Ushers: The Front of House Musical
Reviewed by Michaela Clement-Hayes
The Hope Theatre
Performance date: 10th December 2013
I’ve never worked as an Usher but I know a few friends who grace various London theatres with their presence, so I was curious to see how their story would be told. Five minutes in and I’d been inadvertently insulted several times (not only am I a theatre critic, but I’m also a gin drinker and a stagey! Sticks and stones).
Ushers takes place during a performance of Oops! I Did It Again – a musical based on the songs of Britney Spears (yes, I’d love to see that) – and follows one group of Front of House staff.
New girl Lucy (Abigail Carter-Simpson) has arrived for her first day as an Usher and immediately falls for Stephen (Ross McNeill). Meanwhile Ben (Liam Ross-Mills) and Gary (Will Jennings) are having problems with their relationship because Gary has finally caught a break… an acting job in Austria.
The space in The Hope Theatre is very small and limited, so the actors have to remain on stage but hidden in the audience at times, which is a shame. However, this is what Ushers do, so it may even have been deliberate!
Although the Ushers’ stories are being told, the show is interspersed with excerpts from Theatre Nation’s handbook that define useful terms such as ‘on the rocks’, ‘flyer’ and ‘crush’… These are then followed swiftly by a homonym that sums up how a certain character is feeling. This is an interesting idea that works well and is believable of how a trainee would actually define the phrases as they mock the organisation that’s “making theatre better”.

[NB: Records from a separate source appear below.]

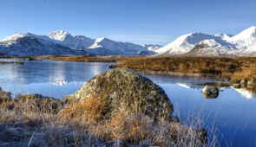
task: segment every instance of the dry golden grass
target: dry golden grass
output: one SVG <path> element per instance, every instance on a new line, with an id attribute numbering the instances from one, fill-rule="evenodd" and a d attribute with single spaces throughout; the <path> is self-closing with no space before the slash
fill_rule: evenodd
<path id="1" fill-rule="evenodd" d="M 203 131 L 198 131 L 193 125 L 182 125 L 179 121 L 155 123 L 142 112 L 131 112 L 126 107 L 108 113 L 108 106 L 104 101 L 91 98 L 83 104 L 68 106 L 61 116 L 65 121 L 86 126 L 87 131 L 96 137 L 115 142 L 136 144 L 147 141 L 160 146 L 202 146 L 202 139 L 206 139 Z"/>

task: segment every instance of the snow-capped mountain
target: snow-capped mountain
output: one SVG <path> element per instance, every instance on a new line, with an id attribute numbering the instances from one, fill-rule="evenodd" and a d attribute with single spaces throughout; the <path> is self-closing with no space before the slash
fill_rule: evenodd
<path id="1" fill-rule="evenodd" d="M 216 37 L 202 33 L 184 35 L 174 40 L 170 44 L 156 50 L 156 52 L 159 55 L 181 55 L 189 52 L 201 41 L 213 38 Z"/>
<path id="2" fill-rule="evenodd" d="M 201 33 L 181 35 L 156 52 L 161 56 L 255 56 L 256 27 L 236 35 Z"/>
<path id="3" fill-rule="evenodd" d="M 67 47 L 81 49 L 88 48 L 93 45 L 95 41 L 95 39 L 88 38 L 83 35 L 72 36 L 63 30 L 54 31 L 48 35 L 48 37 L 52 40 L 62 42 Z"/>
<path id="4" fill-rule="evenodd" d="M 7 55 L 153 55 L 160 48 L 158 45 L 137 45 L 108 38 L 73 36 L 62 30 L 54 31 L 48 35 L 15 34 L 0 42 L 0 53 Z"/>
<path id="5" fill-rule="evenodd" d="M 15 34 L 1 41 L 0 53 L 7 55 L 53 55 L 82 54 L 84 51 L 69 48 L 46 36 L 26 33 Z"/>

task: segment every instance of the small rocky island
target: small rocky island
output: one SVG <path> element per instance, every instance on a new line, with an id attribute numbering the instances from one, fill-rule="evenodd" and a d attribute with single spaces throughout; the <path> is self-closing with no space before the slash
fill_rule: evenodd
<path id="1" fill-rule="evenodd" d="M 0 92 L 0 145 L 204 146 L 207 131 L 182 125 L 164 90 L 137 73 L 101 74 L 63 100 Z"/>

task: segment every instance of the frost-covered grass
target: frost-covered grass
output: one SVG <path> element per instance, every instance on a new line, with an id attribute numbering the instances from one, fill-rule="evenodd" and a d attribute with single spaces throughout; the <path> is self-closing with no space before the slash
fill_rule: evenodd
<path id="1" fill-rule="evenodd" d="M 219 146 L 213 130 L 206 139 L 200 115 L 188 118 L 189 123 L 179 118 L 153 122 L 128 109 L 108 113 L 108 105 L 96 98 L 66 107 L 26 98 L 0 102 L 0 145 Z"/>

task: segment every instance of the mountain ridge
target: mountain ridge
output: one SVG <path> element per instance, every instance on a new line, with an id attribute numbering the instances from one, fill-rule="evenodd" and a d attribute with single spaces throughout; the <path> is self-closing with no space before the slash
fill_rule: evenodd
<path id="1" fill-rule="evenodd" d="M 235 35 L 202 33 L 181 35 L 157 52 L 156 56 L 255 56 L 256 27 Z"/>
<path id="2" fill-rule="evenodd" d="M 84 35 L 73 36 L 66 31 L 56 30 L 47 35 L 37 35 L 31 33 L 14 34 L 0 42 L 0 53 L 7 55 L 59 55 L 69 54 L 152 55 L 155 54 L 154 50 L 161 47 L 115 42 L 108 38 L 91 39 Z"/>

The music and lyrics by Yiannis Koutsakos and James Oban vary somewhat, but most of the songs are charming, particularly Dreams & Ice-Creams, which Carter-Simpson performs beautifully and The Parts I Could Play.
Ralph Bogard, as Robin, once again impresses with his lovely, rich voice and captures the essence of his character well; meanwhile Chlöe Brooks has great fun playing the ditzy Rosie. The cast work well together and all relationships are believable, although no doubt they will develop over time.
The show is, as expected, quite cheesy but it’s well-researched and funny, with plenty of sly digs at West End Shows (e.g. From Here to April; Paint Never Dries etc.) that the audience love! Writer James Rottger has produced a clever musical that is very tongue-in-cheek, but still manages to have its sentimental moments.